DRUNKEN VOTER AT A PARADE: So?
DRUNKEN VOTER AT A PARADE: Yes?
DRUNKEN VOTER AT A PARADE: What?
See that? I was defeated by “drunken voter at a parade,” and that guy was right: it’s one thing for a campaign to draw meaningful, constructive distinctions in terms of character and ideas, and another thing altogether for a candidate and their campaign to simply parrot the same points over and over again in some apparent attempt at psychological warfare. The war is bad, okay. Corporations are evil, we get it. I think it’s pretty safe to assume that one’s capacity to speak in platitudes probably has little bearing on their ability to actually solve the problems that they’re constantly bemoaning.
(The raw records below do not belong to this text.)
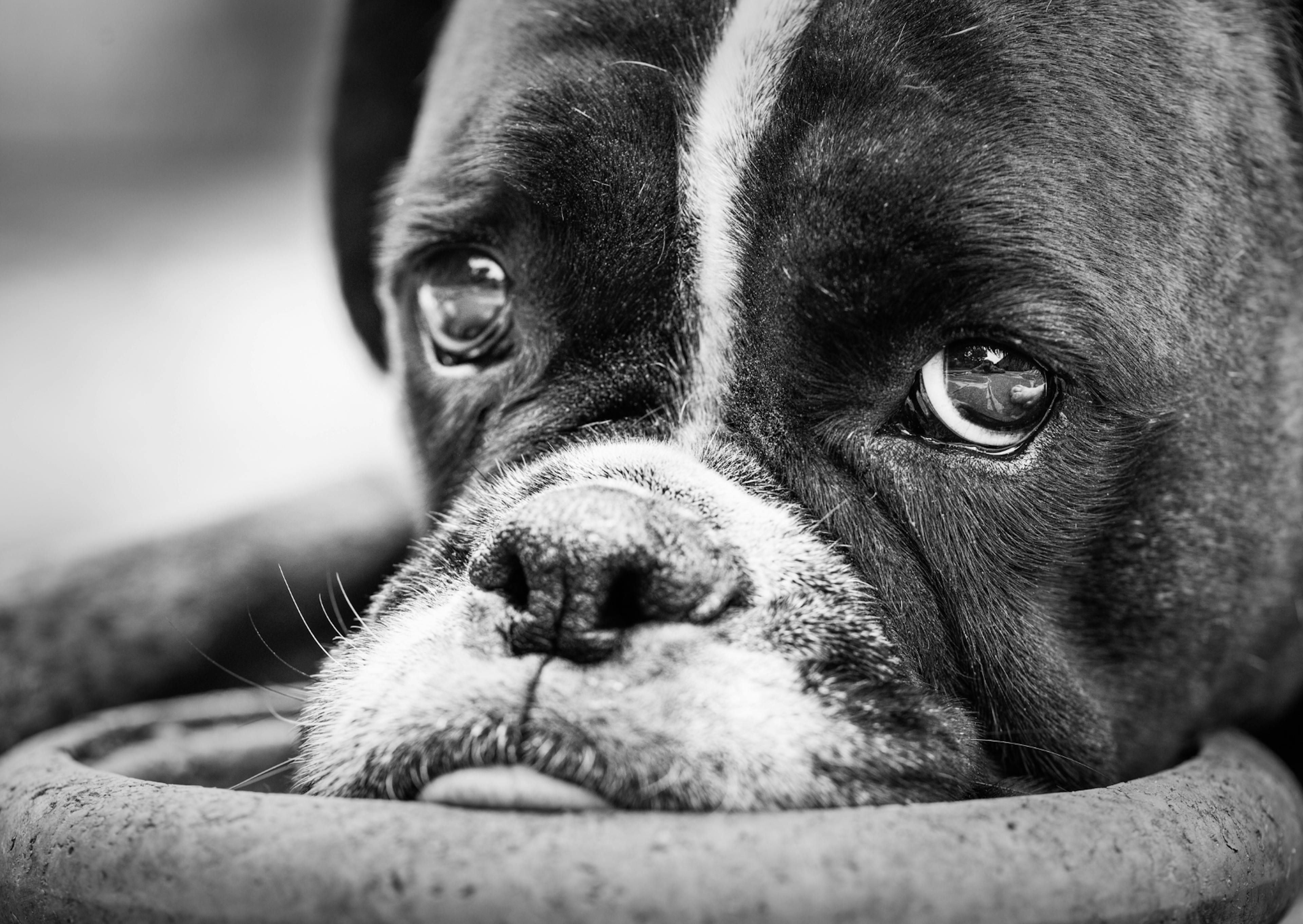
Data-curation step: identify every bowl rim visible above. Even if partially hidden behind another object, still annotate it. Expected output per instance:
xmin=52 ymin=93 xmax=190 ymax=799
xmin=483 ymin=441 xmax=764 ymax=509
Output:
xmin=0 ymin=689 xmax=1303 ymax=923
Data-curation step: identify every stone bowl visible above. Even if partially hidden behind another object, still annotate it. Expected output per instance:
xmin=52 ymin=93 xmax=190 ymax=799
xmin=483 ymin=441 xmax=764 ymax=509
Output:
xmin=0 ymin=691 xmax=1303 ymax=924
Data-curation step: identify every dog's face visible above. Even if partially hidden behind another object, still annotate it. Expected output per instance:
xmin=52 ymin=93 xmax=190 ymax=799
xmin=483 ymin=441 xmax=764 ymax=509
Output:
xmin=300 ymin=0 xmax=1303 ymax=809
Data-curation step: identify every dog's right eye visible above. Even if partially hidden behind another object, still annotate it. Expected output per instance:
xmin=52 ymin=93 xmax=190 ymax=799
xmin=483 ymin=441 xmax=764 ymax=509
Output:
xmin=416 ymin=248 xmax=511 ymax=366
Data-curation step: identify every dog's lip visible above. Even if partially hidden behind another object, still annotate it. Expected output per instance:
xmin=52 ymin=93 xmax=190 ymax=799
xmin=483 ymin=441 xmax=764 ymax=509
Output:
xmin=417 ymin=765 xmax=615 ymax=812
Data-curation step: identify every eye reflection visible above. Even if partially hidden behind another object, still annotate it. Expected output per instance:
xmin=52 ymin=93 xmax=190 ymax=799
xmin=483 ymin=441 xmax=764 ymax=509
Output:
xmin=916 ymin=340 xmax=1053 ymax=450
xmin=416 ymin=249 xmax=511 ymax=366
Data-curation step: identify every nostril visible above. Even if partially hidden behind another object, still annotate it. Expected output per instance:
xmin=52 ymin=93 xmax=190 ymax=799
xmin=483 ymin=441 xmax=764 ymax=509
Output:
xmin=593 ymin=568 xmax=647 ymax=630
xmin=467 ymin=546 xmax=529 ymax=611
xmin=501 ymin=555 xmax=529 ymax=613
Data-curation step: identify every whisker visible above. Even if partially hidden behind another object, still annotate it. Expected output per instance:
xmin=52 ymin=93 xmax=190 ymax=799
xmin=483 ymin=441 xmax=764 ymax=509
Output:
xmin=326 ymin=572 xmax=348 ymax=639
xmin=228 ymin=757 xmax=298 ymax=790
xmin=964 ymin=738 xmax=1108 ymax=779
xmin=246 ymin=610 xmax=311 ymax=678
xmin=276 ymin=564 xmax=338 ymax=663
xmin=335 ymin=571 xmax=362 ymax=622
xmin=168 ymin=616 xmax=307 ymax=702
xmin=317 ymin=594 xmax=344 ymax=641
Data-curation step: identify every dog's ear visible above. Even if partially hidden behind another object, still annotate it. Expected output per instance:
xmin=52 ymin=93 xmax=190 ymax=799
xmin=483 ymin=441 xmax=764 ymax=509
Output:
xmin=328 ymin=0 xmax=452 ymax=367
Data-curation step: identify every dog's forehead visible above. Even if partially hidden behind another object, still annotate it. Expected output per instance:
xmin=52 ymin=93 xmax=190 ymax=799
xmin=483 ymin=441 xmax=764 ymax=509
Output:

Nonetheless, today’s shitshow will proceed as planned, if only to provide the legions of campaign staffers that have been stranded in Iowa for the past year with some sense of closure (I sure as hell could use some). Maybe it really is just about electing a leader who is “one of us,” even if that collective “we” ain’t exactly presidential material (see: Dog the Bounty Hunter, George W. Bush). I mean, John Edwards is the son of a mill worker, and Mike Huckabee has a rock band! Surely these guys can handle our foreign policy? Surely they can save America?